Non-invasive sampling reveals landscape genetic structure in the threatened ghost bat (Macroderma gigas) in an ore-rich region of Western Australia.

Bat species are expected to exhibit low genetic structuring due to their high mobility. Thus, habitat connectivity is important to maintain gene flow and genetic diversity to retain evolutionary potential. The ghost bat (Macroderma gigas) is a large carnivorous bat endemic to Australia. Listed as Vulnerable, the species has a disjunct distribution across northern Australia and is patchily distributed at local scales due to limited roost habitat availability and anthropogenic impacts. Here, we survey the genetic diversity and structure of M. gigas in the isolated, arid Pilbara bioregion in Western Australia, primarily using non-invasively collected faecal DNA samples obtained from roosts. Faecal and tissue samples, representing 399 individuals, were genotyped using an optimised autosomal marker panel, with a subset also being sequenced at the mitochondrial D-Loop region to investigate historical gene flow.
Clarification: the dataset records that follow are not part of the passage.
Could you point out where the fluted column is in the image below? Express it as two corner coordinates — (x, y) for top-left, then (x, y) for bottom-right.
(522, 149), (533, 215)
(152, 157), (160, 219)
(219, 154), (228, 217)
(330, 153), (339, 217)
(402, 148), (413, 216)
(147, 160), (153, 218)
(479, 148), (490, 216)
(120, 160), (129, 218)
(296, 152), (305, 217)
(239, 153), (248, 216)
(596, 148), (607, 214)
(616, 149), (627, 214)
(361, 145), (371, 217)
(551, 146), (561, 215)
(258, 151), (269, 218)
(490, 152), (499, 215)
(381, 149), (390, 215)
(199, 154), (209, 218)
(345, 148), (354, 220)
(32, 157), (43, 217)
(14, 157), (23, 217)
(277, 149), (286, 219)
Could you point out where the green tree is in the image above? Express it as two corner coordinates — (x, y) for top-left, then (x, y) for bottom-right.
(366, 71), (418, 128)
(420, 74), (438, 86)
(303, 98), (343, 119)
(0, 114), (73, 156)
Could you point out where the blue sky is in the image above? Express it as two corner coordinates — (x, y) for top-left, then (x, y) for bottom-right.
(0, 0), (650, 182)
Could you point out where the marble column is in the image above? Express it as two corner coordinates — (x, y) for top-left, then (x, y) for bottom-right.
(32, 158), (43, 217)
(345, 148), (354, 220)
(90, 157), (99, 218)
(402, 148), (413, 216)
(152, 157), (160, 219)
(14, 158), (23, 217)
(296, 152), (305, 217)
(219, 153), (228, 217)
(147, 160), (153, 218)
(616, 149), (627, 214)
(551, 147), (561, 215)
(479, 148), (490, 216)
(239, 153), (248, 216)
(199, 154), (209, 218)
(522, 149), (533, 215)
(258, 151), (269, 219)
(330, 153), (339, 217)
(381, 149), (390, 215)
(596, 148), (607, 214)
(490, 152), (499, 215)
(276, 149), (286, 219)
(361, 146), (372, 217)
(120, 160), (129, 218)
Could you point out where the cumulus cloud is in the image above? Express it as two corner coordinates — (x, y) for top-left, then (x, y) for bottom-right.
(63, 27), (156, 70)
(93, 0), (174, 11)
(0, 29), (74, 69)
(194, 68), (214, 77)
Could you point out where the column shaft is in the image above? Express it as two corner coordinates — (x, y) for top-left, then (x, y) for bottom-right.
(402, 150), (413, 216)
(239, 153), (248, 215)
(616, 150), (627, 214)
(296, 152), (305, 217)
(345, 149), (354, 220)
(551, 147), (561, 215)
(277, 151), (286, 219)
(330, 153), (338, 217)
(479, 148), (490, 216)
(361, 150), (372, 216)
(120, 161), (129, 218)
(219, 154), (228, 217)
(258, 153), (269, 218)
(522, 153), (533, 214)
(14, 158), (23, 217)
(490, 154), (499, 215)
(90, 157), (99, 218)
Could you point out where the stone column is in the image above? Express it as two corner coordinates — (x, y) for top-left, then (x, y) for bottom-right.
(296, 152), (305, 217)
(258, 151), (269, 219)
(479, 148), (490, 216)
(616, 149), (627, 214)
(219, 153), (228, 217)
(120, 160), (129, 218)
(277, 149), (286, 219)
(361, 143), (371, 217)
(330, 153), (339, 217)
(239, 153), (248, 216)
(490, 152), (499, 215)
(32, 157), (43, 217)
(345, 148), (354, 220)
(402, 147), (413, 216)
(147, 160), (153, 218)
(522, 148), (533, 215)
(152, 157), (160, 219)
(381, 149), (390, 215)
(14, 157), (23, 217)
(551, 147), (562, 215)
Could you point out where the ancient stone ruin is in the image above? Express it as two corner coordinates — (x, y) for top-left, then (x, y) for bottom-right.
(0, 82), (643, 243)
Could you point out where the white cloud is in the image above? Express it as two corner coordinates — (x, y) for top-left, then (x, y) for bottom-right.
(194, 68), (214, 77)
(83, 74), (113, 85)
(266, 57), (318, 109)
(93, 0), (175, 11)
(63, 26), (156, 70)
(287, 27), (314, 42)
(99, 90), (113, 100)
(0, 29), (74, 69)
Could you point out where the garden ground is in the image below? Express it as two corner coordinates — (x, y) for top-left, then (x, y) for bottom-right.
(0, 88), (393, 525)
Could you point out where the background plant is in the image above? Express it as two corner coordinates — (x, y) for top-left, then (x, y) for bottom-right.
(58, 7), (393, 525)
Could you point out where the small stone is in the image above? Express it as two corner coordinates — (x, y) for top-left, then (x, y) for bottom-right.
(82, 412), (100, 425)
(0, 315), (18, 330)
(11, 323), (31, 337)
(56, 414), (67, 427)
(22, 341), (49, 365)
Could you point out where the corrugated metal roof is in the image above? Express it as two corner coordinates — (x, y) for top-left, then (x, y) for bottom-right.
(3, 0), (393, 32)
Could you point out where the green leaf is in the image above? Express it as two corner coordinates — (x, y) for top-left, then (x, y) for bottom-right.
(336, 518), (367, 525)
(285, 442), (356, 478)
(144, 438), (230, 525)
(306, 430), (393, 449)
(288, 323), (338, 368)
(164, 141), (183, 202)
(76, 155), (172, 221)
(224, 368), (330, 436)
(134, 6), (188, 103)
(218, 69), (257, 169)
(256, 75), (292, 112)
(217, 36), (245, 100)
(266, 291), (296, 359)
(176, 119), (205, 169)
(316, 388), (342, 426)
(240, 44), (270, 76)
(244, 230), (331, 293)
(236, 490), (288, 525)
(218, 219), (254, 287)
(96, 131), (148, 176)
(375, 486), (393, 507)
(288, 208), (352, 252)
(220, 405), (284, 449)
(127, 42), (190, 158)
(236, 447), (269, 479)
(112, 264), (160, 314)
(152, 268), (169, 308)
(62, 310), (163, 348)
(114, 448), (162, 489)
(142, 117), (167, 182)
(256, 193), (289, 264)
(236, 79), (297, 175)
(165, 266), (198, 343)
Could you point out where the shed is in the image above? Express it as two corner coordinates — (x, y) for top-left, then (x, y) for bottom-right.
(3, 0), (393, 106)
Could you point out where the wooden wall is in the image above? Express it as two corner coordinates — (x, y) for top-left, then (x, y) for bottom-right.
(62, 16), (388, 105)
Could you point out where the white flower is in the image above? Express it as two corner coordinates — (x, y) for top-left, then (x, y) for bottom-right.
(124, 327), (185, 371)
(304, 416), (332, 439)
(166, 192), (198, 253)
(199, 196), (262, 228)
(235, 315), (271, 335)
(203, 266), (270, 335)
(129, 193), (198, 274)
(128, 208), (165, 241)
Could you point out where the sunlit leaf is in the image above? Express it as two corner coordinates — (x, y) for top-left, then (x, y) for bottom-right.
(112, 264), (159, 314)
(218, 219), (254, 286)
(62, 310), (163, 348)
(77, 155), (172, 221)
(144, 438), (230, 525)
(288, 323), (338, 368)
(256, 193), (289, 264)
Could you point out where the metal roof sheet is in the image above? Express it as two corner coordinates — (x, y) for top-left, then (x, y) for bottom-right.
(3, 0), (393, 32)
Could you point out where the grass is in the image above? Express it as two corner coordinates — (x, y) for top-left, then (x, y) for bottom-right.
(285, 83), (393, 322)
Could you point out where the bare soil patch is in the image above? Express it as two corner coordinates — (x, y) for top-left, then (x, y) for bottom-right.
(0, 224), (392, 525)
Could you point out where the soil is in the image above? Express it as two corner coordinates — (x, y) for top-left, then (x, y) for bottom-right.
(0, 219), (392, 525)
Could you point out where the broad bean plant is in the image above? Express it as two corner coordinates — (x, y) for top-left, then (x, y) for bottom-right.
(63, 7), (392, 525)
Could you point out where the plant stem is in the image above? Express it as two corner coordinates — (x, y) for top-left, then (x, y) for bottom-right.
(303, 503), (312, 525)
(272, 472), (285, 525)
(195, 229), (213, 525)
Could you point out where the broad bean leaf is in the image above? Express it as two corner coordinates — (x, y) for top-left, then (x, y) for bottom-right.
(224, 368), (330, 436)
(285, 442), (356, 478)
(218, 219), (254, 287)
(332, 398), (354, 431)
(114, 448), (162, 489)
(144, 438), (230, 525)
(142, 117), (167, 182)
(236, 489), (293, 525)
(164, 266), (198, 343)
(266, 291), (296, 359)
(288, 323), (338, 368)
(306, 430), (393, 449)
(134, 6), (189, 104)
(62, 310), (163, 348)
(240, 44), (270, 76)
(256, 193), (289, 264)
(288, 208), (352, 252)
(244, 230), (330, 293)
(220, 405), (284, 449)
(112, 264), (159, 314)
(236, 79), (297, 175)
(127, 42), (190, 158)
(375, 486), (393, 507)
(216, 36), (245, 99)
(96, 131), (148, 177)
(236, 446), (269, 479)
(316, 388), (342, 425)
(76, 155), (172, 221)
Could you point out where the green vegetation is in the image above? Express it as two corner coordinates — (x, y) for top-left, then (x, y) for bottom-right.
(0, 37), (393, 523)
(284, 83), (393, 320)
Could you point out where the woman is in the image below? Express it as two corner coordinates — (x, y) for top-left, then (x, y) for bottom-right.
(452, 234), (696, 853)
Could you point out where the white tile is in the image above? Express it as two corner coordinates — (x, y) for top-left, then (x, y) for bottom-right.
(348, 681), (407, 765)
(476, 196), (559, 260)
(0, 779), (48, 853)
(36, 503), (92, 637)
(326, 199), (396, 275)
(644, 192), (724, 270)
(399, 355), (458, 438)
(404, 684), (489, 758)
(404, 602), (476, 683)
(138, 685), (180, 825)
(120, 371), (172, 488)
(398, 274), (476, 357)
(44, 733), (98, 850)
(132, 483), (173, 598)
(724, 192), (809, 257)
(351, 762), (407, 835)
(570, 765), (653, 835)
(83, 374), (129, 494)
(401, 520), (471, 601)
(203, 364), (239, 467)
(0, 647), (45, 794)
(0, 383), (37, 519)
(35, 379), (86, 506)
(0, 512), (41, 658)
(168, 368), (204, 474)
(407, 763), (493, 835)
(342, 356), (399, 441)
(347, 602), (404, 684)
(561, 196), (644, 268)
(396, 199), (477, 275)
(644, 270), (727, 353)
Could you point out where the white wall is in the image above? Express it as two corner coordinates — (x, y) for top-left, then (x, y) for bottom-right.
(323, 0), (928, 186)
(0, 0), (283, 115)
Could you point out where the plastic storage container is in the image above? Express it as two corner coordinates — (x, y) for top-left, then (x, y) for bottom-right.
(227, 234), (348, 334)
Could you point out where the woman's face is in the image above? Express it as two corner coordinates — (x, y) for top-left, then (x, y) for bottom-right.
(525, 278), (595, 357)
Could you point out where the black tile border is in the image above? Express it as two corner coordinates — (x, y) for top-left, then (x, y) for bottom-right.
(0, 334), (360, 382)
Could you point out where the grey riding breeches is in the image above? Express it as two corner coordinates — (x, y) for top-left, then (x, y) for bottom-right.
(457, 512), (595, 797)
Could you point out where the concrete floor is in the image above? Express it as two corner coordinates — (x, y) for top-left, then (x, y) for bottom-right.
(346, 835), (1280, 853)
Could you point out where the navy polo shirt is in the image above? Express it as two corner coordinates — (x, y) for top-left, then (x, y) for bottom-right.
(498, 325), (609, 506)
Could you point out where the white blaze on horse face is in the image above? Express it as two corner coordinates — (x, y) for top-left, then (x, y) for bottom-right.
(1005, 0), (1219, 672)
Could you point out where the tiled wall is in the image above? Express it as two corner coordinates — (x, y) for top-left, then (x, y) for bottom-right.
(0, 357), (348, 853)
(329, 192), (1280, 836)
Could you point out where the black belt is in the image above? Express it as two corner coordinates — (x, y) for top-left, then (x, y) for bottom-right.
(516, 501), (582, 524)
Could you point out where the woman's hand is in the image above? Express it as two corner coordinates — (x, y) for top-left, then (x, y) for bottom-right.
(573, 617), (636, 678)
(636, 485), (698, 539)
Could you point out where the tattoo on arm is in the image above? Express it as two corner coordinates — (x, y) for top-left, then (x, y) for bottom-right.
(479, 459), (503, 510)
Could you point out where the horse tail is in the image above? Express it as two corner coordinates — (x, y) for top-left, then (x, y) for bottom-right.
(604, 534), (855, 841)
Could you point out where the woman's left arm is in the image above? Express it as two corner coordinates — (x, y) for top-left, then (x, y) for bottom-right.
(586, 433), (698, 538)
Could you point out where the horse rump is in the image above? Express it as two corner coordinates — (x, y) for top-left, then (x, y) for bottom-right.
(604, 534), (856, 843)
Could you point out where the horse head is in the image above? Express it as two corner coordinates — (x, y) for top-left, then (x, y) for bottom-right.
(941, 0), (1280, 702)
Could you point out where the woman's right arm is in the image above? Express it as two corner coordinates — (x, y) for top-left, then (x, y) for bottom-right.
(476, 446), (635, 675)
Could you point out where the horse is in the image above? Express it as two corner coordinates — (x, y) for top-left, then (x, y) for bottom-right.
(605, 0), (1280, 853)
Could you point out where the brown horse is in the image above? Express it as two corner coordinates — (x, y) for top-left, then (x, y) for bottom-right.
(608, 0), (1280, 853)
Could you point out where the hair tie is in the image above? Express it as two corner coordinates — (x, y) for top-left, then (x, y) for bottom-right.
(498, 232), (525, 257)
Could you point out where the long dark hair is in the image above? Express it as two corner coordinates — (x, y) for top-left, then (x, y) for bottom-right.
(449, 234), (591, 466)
Spatially-explicit Bayesian clustering analyses of autosomal markers revealed low genetic structure and high levels of gene flow amongst the two Pilbara subregions, with some further structuring evident within the Hamersley Ranges. Mitochondrial DNA sequencing showed strong geographic structuring of haplotypes between the subpopulations, with only a small number of shared haplotypes indicating low levels of maternal gene flow. Such patterns across the two marker types are consistent with maternal philopatry and male-mediated gene flow that has previously been described for this species. Conservation actions for the ghost bat in the Pilbara should therefore recognise maintenance of connectivity between roosts and subregions is important to maintain gene flow for this threatened species in the face of anthropogenic threats.